Лёка Ж. вернулась из ванной и уселась за кухонный стол делать лицо, прихлебывая остывший кофе.
— Я пообщался с твоей мамой, — сообщил я.
— Она пришлет мне деньги? — спросила Лёка Ж., намечая на своем лице контуры сражения за красоту.

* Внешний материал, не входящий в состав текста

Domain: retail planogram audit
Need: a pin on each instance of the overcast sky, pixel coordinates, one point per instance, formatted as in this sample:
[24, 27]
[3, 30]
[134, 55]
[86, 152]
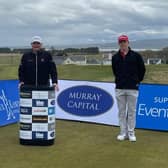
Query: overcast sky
[81, 21]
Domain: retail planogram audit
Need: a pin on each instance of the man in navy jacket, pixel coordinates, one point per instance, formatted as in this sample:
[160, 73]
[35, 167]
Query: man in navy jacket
[37, 66]
[129, 70]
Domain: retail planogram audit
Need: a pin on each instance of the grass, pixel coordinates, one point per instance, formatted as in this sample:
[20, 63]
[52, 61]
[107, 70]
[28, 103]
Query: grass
[85, 145]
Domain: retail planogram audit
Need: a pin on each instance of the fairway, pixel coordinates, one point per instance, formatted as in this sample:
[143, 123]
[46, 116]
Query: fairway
[85, 145]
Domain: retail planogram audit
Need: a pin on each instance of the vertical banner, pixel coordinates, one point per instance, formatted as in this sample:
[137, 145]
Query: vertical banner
[9, 102]
[87, 101]
[152, 107]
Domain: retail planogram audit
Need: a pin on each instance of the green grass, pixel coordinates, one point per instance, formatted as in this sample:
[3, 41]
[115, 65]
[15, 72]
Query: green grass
[85, 145]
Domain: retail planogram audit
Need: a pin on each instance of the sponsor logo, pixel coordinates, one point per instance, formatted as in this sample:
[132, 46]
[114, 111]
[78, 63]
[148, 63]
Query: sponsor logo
[51, 119]
[39, 94]
[40, 103]
[39, 135]
[51, 110]
[39, 127]
[26, 135]
[25, 102]
[24, 126]
[25, 110]
[51, 126]
[40, 119]
[25, 118]
[85, 100]
[39, 111]
[25, 94]
[51, 94]
[52, 134]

— Этого я не понял, — честно ответил я.
Лёка Ж. удивленно вскинула брови, бросила зеркальце, схватила телефон и стала читать. По мере ознакомления с эсэмэсками лицо ее принимало все более оскорбленное и холодное выражение. Наконец она отложила мобильный, уткнулась в зеркальце и пробурчала:
— Не волнуйся, я все тебе отдам. Надеюсь, ты записываешь, сколько потратил на меня?
— Разумеется. И проценты отмечаю. — Я резко повернулся к Лёке Ж. и ударился больной коленкой о спинку стула, отчего разозлился еще сильнее. — Знаешь что, езжай-ка ты со своим хахалем без меня…
— Я… — начала Лёка Ж., но тут зазвонил домофон.
— А вот и он! Беги открывай, — бросил я и ушел в ванную.
Я открыл окно, закурил и стал рассматривать стену дома напротив. Под закрытыми оконными ставнями на веревках сушилось белье. На крыше тоже. Антенны терялись среди флагов мокрой одежды. Мне захотелось потеряться вместе с антеннами.
В дверь ванной кто-то робко постучал.
— Занято, — грубо отозвался я.
— Сева, выходи. Нас Гарик ждет, — позвала Лёка Ж.
— Счастливого пути, — зло ответил я. Дверь распахнулась. На пороге стояла Лёка Ж. и виновато улыбалась.
— Приехали! А если бы я на унитазе сидел… — рассердился я. — Тоже мне, приличная девушка…
— Я — девушка неприличная, и ты это прекрасно знаешь, — примирительно сказала Лёка Ж. — И потом, разве тебе есть что от меня скрывать? Вот другой бы на твоем месте удалил все эсэмэски и ничего не сказал бы. А ты — вон какой честный…
— Подлизываешься? — мрачно сказал я.
— Ага, — радостно признала Лёка Ж. — Ну ладно, извини. Я больше не буду. А теперь собирайся скорее и поехали…
Ага, размечталась! Думает — извинилась, и как будто ничего не произошло? И все будет по-прежнему?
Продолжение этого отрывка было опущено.